The live-action TV series itself got this treatment when it when they won a National Televison Award for Best Documentary Series. "I bet we all saw this coming", indeed.
Mood Whiplash: The Woeful Second World War was much darker than the other books, with quite a few less humorous moments, and alot of very grim, confronting stories. The parts on the Holocaust and Dresden, for example are completely devoid of any humour whatsoever, and are written in a very cold, confronting tone. (Unsurprising given the subject)
Noodle Implements: "Yay! Our gallant navy has captured the nasty Spaniards with only one small leaking boat, two men, one cannon, a pistol, a sharp stick and a sponge!"
Sadist Teacher: Deary must have had this as his main motivation when writing these books, making fun of the educational programme, the school dinners, and the teachers.
"Yes, Caesarion was strangled by his own teacher. Would you believe it?"
Frightened-looking scholar: "Er - yes."
From a section discussing claims that Hitler survived the war:
"The truth is that he escaped to northern England and became a teacher. I know. He taught me."
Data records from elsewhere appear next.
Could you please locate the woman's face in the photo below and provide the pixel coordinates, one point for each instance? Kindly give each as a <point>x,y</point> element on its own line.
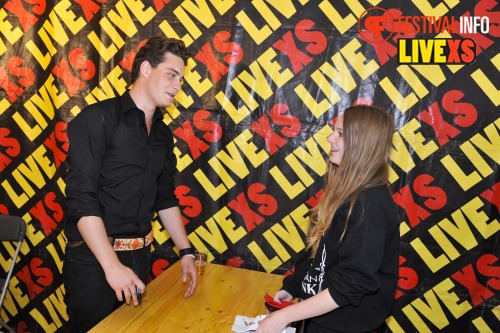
<point>336,140</point>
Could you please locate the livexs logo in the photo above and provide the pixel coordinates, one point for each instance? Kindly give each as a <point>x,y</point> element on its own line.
<point>378,25</point>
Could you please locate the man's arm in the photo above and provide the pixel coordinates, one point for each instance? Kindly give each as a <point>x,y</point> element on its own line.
<point>172,221</point>
<point>121,278</point>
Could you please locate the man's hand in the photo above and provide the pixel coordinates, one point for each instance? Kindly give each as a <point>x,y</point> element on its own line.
<point>188,268</point>
<point>124,282</point>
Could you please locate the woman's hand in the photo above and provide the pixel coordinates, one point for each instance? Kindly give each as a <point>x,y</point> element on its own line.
<point>283,295</point>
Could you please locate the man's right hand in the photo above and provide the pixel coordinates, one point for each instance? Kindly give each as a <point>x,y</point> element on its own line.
<point>124,282</point>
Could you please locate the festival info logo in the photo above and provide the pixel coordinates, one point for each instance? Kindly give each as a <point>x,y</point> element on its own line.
<point>377,25</point>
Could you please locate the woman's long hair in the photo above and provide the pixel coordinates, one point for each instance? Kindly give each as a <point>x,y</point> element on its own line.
<point>367,134</point>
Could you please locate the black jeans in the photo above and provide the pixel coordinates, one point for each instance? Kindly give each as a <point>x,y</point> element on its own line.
<point>89,298</point>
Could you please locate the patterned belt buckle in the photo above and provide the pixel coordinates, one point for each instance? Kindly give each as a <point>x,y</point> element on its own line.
<point>130,244</point>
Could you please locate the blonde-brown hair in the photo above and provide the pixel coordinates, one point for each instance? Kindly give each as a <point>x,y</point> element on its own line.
<point>367,135</point>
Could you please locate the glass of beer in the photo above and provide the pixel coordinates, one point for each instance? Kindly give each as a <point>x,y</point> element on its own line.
<point>200,261</point>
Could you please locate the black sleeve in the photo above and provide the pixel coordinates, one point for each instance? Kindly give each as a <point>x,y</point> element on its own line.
<point>293,283</point>
<point>361,253</point>
<point>88,135</point>
<point>165,190</point>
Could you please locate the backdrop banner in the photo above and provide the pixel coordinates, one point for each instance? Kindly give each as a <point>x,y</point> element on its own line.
<point>265,82</point>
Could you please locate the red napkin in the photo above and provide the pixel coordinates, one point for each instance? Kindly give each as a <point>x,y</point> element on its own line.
<point>275,304</point>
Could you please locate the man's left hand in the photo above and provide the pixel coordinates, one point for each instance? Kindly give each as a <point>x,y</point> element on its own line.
<point>188,268</point>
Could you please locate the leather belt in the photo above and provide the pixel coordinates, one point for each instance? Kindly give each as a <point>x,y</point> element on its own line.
<point>123,244</point>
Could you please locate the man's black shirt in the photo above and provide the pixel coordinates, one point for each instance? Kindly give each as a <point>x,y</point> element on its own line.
<point>115,170</point>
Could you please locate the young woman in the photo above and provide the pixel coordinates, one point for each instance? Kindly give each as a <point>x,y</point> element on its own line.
<point>347,277</point>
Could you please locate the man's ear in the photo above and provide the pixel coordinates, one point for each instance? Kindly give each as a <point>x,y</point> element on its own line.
<point>145,68</point>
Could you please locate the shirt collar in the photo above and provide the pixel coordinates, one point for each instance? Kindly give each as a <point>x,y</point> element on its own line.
<point>127,104</point>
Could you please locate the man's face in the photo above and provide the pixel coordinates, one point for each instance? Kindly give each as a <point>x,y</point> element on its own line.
<point>165,81</point>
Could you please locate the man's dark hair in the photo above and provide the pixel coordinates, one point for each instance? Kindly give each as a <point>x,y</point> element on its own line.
<point>154,52</point>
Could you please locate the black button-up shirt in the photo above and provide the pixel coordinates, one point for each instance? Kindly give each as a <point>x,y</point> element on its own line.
<point>116,171</point>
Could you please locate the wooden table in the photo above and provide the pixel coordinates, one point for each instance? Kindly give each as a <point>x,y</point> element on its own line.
<point>222,293</point>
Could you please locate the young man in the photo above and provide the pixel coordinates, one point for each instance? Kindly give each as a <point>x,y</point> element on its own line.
<point>120,172</point>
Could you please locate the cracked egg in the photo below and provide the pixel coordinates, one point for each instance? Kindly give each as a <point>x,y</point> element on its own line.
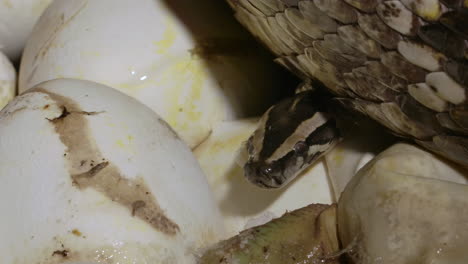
<point>167,54</point>
<point>91,175</point>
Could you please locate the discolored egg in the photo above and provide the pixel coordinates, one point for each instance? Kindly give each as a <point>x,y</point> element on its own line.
<point>83,180</point>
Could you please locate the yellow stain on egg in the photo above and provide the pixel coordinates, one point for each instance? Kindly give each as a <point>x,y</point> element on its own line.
<point>185,80</point>
<point>168,38</point>
<point>338,155</point>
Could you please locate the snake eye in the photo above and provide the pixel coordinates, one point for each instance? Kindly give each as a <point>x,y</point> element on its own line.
<point>301,147</point>
<point>266,170</point>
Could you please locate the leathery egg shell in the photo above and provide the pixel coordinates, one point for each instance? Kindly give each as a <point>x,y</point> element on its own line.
<point>91,175</point>
<point>17,18</point>
<point>242,204</point>
<point>7,80</point>
<point>167,54</point>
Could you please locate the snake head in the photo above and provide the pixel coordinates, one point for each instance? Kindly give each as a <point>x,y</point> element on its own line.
<point>291,135</point>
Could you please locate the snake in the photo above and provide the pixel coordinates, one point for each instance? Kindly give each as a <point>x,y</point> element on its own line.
<point>402,63</point>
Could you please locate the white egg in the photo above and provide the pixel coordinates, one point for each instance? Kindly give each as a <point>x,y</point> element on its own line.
<point>191,63</point>
<point>91,175</point>
<point>242,204</point>
<point>362,141</point>
<point>7,80</point>
<point>17,19</point>
<point>405,206</point>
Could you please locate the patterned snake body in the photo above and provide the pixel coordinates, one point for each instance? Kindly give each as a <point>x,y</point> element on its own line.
<point>402,63</point>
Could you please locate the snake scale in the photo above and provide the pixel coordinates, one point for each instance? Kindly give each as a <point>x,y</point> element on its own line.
<point>403,63</point>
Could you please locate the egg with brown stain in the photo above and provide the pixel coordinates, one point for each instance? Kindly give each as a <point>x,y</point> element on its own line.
<point>91,175</point>
<point>191,63</point>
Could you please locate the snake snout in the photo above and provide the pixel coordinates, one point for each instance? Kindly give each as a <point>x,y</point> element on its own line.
<point>263,175</point>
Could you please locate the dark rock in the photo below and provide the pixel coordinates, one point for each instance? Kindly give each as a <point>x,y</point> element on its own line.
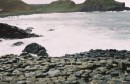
<point>29,29</point>
<point>51,30</point>
<point>35,48</point>
<point>42,75</point>
<point>115,73</point>
<point>102,5</point>
<point>127,78</point>
<point>21,82</point>
<point>13,32</point>
<point>18,43</point>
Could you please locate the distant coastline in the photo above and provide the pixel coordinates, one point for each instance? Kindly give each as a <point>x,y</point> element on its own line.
<point>63,6</point>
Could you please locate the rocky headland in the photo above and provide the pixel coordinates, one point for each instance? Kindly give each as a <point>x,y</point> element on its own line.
<point>18,7</point>
<point>13,6</point>
<point>13,32</point>
<point>34,66</point>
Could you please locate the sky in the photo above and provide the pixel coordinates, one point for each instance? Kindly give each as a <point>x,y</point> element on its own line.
<point>77,1</point>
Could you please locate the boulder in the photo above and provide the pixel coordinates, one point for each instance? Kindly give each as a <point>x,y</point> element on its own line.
<point>35,48</point>
<point>13,32</point>
<point>18,43</point>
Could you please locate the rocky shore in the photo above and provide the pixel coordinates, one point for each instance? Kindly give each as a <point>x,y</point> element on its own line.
<point>13,32</point>
<point>70,69</point>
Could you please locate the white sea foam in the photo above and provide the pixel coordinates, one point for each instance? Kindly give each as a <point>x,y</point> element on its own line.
<point>73,32</point>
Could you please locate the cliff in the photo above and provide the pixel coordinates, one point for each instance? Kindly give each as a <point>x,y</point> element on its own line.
<point>13,6</point>
<point>102,5</point>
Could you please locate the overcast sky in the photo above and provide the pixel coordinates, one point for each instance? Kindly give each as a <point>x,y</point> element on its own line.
<point>77,1</point>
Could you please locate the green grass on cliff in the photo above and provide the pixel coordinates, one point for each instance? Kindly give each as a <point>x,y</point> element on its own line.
<point>13,5</point>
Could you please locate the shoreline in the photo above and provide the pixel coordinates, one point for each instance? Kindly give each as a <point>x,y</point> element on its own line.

Shaped Like Itself: As pointed out in The Frightful First World War, there is a WWI-era song to the tune of Auld Lang Syne where the lyrics are "We're here because we're here because we're here because...". This was a bit of gallows humour over the fact that most of the troops had no idea why they were there due to the incredibly complex arrangement of alliances and pacts that led to WWI.
Speechbubbles Interruption: In the book The Awful Egyptians, the narrator refers to the fact that at times, after great military victories, ancient Egyptians would gather the genitals from dead enemy soldiers and pile them up in public. In a caricature illustrating such a pile, a son says to his father, Look at this huge pile of That's enough, son!
It should be pointed out that this is a children's history book, so the mere presence of this trope shows just how dark Terry Deary's sense of humour is.